Il y a quelques années, la télévision avait diffusé un téléfilm bouleversant : « BEN N’AURA JAMAIS 10 ANS ». L’histoire a de quoi toucher toutes les familles : un jeune couple dont les trois petits garçons sont hémophiles attend joyeusement son quatrième enfant, lorsque les parents atterrés apprennent que Ben, l’aîné, a le sida. Pleins de foi (ce sont des mormons pratiquants), ils donnent leur révolte pour entourer Ben de plus de tendresse encore que de coutume et essayer de rester une famille où l’on sait accueillir les joies tremblantes des rémissions de la maladie, la joie immense de la naissance d’un bébé qui n’est pas hémophile.
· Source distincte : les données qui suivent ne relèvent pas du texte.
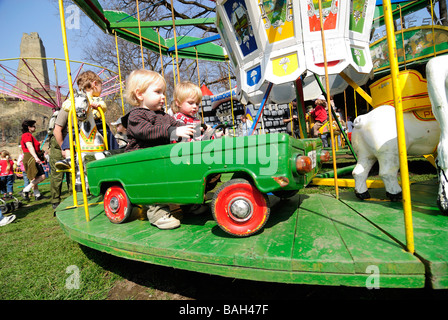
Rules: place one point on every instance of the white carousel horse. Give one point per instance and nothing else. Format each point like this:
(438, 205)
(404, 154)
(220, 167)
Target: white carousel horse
(374, 137)
(90, 140)
(437, 77)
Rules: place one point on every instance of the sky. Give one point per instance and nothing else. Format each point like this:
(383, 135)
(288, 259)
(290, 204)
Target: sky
(41, 16)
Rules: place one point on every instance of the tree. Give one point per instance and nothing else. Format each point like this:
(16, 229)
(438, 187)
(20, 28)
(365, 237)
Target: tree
(103, 50)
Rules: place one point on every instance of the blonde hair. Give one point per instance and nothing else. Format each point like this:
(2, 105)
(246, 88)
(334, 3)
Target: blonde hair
(85, 80)
(140, 80)
(185, 90)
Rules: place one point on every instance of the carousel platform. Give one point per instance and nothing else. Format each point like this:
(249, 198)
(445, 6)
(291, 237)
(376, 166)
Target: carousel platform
(312, 239)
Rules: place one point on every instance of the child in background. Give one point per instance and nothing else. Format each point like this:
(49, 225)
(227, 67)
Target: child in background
(92, 84)
(149, 126)
(186, 103)
(187, 100)
(6, 174)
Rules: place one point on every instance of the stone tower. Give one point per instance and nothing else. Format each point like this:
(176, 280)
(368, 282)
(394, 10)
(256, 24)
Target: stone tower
(32, 47)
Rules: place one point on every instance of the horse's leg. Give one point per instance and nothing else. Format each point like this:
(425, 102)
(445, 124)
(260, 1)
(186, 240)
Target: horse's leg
(389, 165)
(437, 77)
(360, 174)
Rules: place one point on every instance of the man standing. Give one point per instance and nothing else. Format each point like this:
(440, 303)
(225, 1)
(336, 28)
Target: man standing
(57, 132)
(291, 119)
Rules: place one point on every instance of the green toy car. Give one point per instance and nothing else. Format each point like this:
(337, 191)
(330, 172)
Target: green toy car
(179, 173)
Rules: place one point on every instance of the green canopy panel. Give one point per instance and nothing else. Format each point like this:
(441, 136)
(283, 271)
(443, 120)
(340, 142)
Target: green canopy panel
(126, 27)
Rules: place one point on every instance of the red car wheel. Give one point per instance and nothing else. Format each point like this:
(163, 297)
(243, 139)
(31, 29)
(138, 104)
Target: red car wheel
(239, 208)
(117, 205)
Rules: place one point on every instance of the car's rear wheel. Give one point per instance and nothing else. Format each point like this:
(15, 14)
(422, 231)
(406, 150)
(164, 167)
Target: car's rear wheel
(117, 205)
(239, 208)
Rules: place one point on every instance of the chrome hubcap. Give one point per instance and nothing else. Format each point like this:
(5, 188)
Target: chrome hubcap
(114, 204)
(240, 209)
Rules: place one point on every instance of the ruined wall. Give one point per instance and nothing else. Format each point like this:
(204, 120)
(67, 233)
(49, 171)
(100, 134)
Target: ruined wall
(32, 47)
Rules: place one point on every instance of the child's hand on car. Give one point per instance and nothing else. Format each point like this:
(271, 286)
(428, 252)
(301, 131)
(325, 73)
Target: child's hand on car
(185, 131)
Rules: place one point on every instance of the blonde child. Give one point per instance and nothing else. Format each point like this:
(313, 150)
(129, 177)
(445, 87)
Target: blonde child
(149, 126)
(186, 104)
(187, 101)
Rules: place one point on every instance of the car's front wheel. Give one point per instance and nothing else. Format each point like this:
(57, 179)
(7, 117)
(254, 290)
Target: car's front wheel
(239, 208)
(117, 205)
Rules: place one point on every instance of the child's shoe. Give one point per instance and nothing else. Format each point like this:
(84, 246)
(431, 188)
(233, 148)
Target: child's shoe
(167, 222)
(162, 218)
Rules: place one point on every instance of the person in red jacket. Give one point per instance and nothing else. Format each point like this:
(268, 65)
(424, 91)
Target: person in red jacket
(6, 174)
(319, 114)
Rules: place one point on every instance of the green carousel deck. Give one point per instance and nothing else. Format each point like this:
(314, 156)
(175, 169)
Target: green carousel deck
(309, 239)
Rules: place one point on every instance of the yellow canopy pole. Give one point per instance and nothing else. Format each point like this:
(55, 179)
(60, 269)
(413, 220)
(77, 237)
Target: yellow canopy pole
(161, 63)
(345, 105)
(357, 89)
(231, 97)
(140, 35)
(175, 41)
(72, 153)
(78, 146)
(199, 81)
(402, 152)
(327, 88)
(402, 36)
(119, 73)
(103, 119)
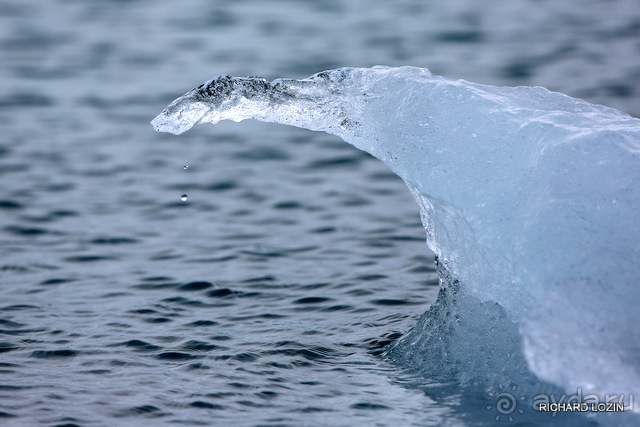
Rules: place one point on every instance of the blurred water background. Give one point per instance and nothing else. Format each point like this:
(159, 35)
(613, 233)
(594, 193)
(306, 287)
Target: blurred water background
(266, 297)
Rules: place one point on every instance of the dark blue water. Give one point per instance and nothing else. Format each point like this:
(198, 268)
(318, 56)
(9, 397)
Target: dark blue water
(268, 296)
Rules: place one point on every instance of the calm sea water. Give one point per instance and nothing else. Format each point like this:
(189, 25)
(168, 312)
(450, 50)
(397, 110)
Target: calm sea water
(267, 297)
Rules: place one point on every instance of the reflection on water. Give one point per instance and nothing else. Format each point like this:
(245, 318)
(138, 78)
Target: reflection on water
(269, 295)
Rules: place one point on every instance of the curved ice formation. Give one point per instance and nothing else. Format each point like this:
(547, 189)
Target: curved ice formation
(530, 200)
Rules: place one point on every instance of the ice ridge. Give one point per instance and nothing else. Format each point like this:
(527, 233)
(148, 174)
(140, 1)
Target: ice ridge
(529, 199)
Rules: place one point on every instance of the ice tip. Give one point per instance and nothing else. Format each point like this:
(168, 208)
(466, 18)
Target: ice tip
(181, 115)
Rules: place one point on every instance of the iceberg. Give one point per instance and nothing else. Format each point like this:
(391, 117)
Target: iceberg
(530, 200)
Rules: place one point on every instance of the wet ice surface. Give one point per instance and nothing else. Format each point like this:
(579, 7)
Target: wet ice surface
(266, 297)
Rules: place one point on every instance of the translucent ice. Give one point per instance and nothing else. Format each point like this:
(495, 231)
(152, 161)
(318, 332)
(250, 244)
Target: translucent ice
(530, 200)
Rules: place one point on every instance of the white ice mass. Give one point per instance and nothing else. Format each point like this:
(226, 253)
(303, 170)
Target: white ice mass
(530, 200)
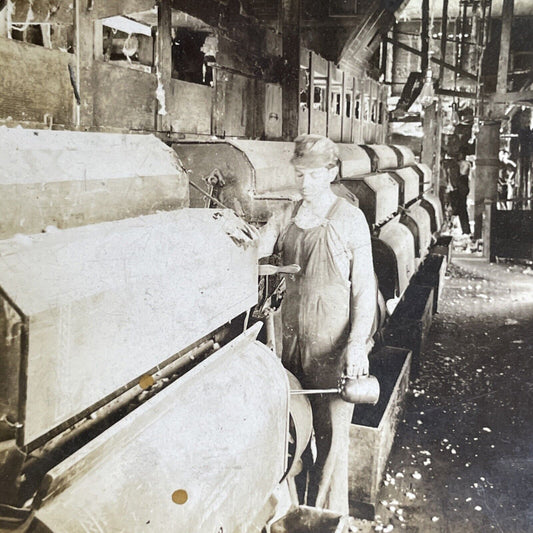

Mais ils vivent dans une tension constante, les séjours de Ben à l’hôpital devenant de plus en plus pénibles. Ils sentent qu’il faut préparer Ben à la mort. Greg, son père, explique à Ben que s’il meurt il ne mourra pas tout entier : « Tu vois ma main ? Elle est active, elle sait ce qu’elle fait… elle est comme l’esprit ». Puis il enfile un gros gant de travail. « Mon gant la suit, mais ce n’est pas lui qui commande. Et si je l’enlève, ma main reste vivante ».  Ben comprend, dit gravement « Si je meurs, mon corps sera comme le gant ». Ce qui est admirable dans cette scène, c’est sa sobriété. Il y en a d’autres, à la fois poignantes et charmantes, comme celle où Ben lit à ses parents le testament par lequel il lègue à ses frères ses petits trésors, et celle où, à un visiteur d’hôpital (un jeune homme qui aide Claire à ne pas s’effondrer car il lui permet de se reposer tandis qu’il parle avec Ben dans sa chambre, ou le promène dans le jardin) il dit : « Tu m’aides maintenant. Quand je serai mort, c’est peut-être moi qui serais ton ange pour t‘aider ? » Les mormons pratiquants que sont Claire et Greg ne semblent pas avoir sur la vision béatifique ni sur la communion des saints des idées claires. C’est pourquoi cette intuition qu’a Ben de son rôle à venir est si frappante.

Suivons Jésus : il nous confie à son Eglise qui nous accompagne aussi bien quand il faut « laisser les morts enterrer les morts » pour travailler aux affaires du Royaume, que lorsqu’il faut enterrer les morts pour qu’ils reçoivent la Plénitude de La Vie sur l’autre rive.